When COVID-19 cases spiraled in the early days of the pandemic, doctors at Penn Medicine offered help to some of the most vulnerable places in the city: nursing homes, long-term care facilities and addiction rehabs, where the virus can spread like wildfire among medically fragile residents.

Now, with cases surging again, Penn and Temple University providers are leading a more formal, state-sponsored effort. The Regional Response Health Collaboration Program, started in July, has helped nearly 50 facilities in the city deal with COVID-19 outbreaks, providing PPE, testing, and temporary replacements for quarantining staffers.

Those facilities now include the Kirkbride Center, one of the city’s biggest addiction treatment programs, which in the last two weeks has seen about 80 cases of COVID-19 among patients and staff. Kirkbride has 270 beds.

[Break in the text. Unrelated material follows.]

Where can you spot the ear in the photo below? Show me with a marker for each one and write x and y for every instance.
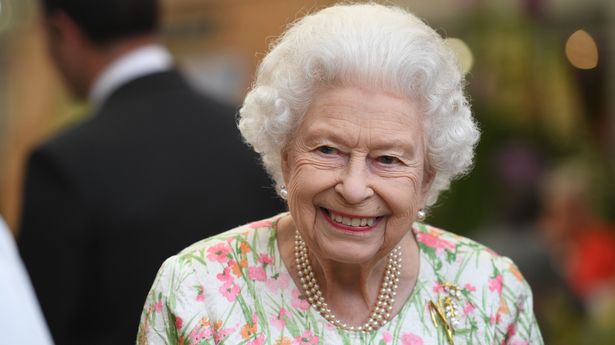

It’s the center’s second outbreak since the pandemic began, and comes after Kirkbride patients and staff went five months without a positive COVID-19 test.

During Kirkbride’s first outbreak in the spring, though testing and PPE were still scarce, Penn doctors stepped up to test and quarantine patients. This time, the process has been “better and faster," said Nina O’Connor, the chief medical officer for Penn Medicine at Home, who has been directing Penn’s efforts at Kirkbride.

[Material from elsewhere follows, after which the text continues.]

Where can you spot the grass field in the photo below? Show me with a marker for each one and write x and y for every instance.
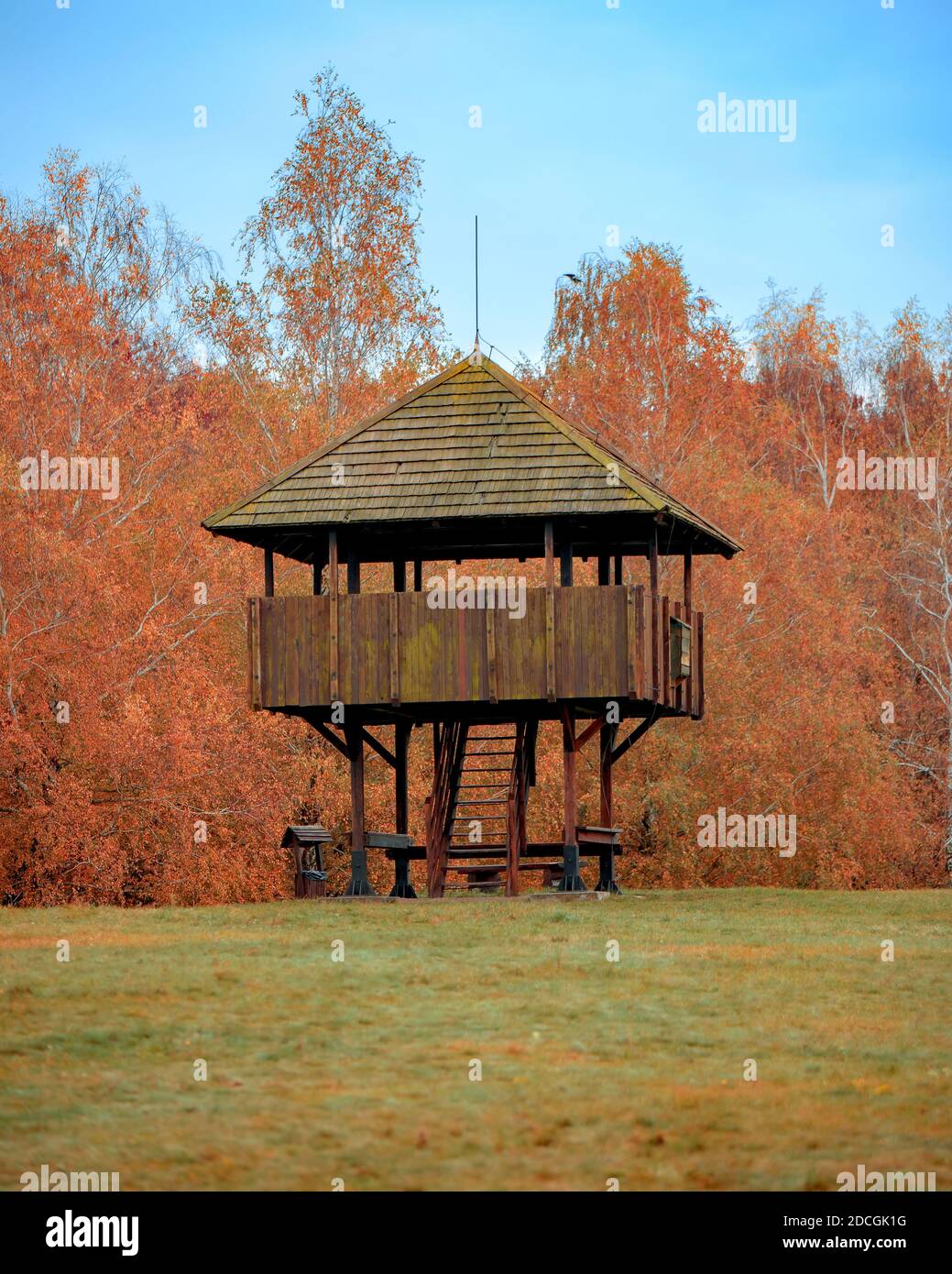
(590, 1069)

The Collaboration Program helps nursing homes and other care facilities prepare for an outbreak, but it also has teams ready to respond when an outbreak hits. The initiative helps conduct tests on an entire building, provides PPE and infection prevention education for staff, and offers physicians for consultations.

“All those things, in the middle of an outbreak, that might be harder to pull together on their own,” O’Connor said.

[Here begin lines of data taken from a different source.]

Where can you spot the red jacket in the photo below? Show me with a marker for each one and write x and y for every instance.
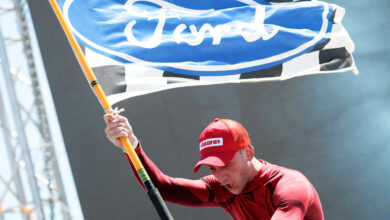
(275, 193)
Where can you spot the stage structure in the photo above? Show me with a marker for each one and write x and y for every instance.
(30, 180)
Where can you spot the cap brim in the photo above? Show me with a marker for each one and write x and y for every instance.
(215, 159)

People in facilities like Kirkbride are particularly vulnerable because they live close to others, and may have medical conditions that make them more susceptible to the virus.

At Kirkbride, most patients and staff at the facility were asymptomatic, and those who fell ill had manageable symptoms. No one at the facility has died or been hospitalized.

The facility has halted new admissions, and the remaining employees and residents are being tested for the virus weekly. In the spring, the center had to send COVID-positive residents to the city’s quarantine hotel in Center City. Now, patients are quarantining on a separate COVID-19 unit within Kirkbride that had sat empty for months as cases decreased over the summer.

“What’s challenging at Kirkbride is that that [the population] is at a higher risk of COVID than other patients,” O’Connor said; people with substance use disorder, studies have shown, are more likely to contract the disease. “But they have younger patients, many of whom don’t often have symptoms, and there’s that potential for multiple people to be positive before that first person has symptoms.”

In addition, she said, patients at Kirkbride are in group treatment for substance use disorder, and move around the facility, unlike nursing home patients who are more often confined to their rooms.

“Once Kirkbride recognized this was happening, they took really dramatic measures to try to contain it,” O’Connor said. “They have done everything right with a lot of support.”

O’Connor said that with cases rising again in the region, it’s difficult to deploy teams quickly to address such outbreaks. But, she said, she believes the collaboration program has “built the infrastructure to do that."

“It’s certainly hard to see it happen, and anytime there’s an outbreak in a facility, it causes a lot of anxiety and suffering for residents and staff,” she said. “Outbreaks are expected... It’s not a failure of any facility to have a second outbreak — but what I like to see is in the second outbreak, they respond more quickly, know who to call for help, and leverage resources in their region.”